Henson and his wife Lucy with President Dwight Eisenhower in 1954, a year before his death.

Henson was officially married twice.  He married Eva Flint in 1891, but their marriage did not survive their long periods of separation and they divorced in 1897.  He married Lucy Ross in New York City on September 7, 1907.  That marriage endured the strains of separation until Henson settled into his duties as a Customs official.  They had no children.

But Henson also had an Inuit family in the far North.  His native wife Akatingwah gave him his only child, a son named Anauakaq, born in 1906.  Anauakaq’s children are Henson's only descendants.  After 1909, Henson never saw Akatingwah or his son again but remained in contact through mutual acquaintances and visitors to their village.

In 1986 Anauakaq and an Inuit son of Peary were discovered and brought to Washington as octogenarians where they met American relatives from both families and visited their fathers’ graves.  Anauakaq died a year later.  He and his wife Aviaq had five sons and a daughter, who have children of their own. While some still reside in Greenland, others have moved to Sweden or the United States.
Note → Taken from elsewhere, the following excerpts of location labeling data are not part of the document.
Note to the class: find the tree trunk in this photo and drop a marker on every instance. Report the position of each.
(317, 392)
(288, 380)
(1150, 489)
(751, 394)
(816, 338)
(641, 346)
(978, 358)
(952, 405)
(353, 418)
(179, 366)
Henson's Inuit descendants in Greenland in 1999.

Actress Taraji P. Henson best known for starring in the cable series Empire and as African-American mathematician Katherine Johnson in Hidden Figures is a decedent of Matthew’s Maryland family of origin.  Joseph Henson born in 1850 was either Matthew’s older brother or his cousin.  That would make her Matthew’s great-great niece or cousin.  She purchased the ancestral Maryland farm and still owns about 25 acres of it.

Henson died on March 9, 1955 in the Bronx.  When he was reinterred in 1986 with his wife Lucy at Arlington National Cemetery members of his Inuit family were in attendance.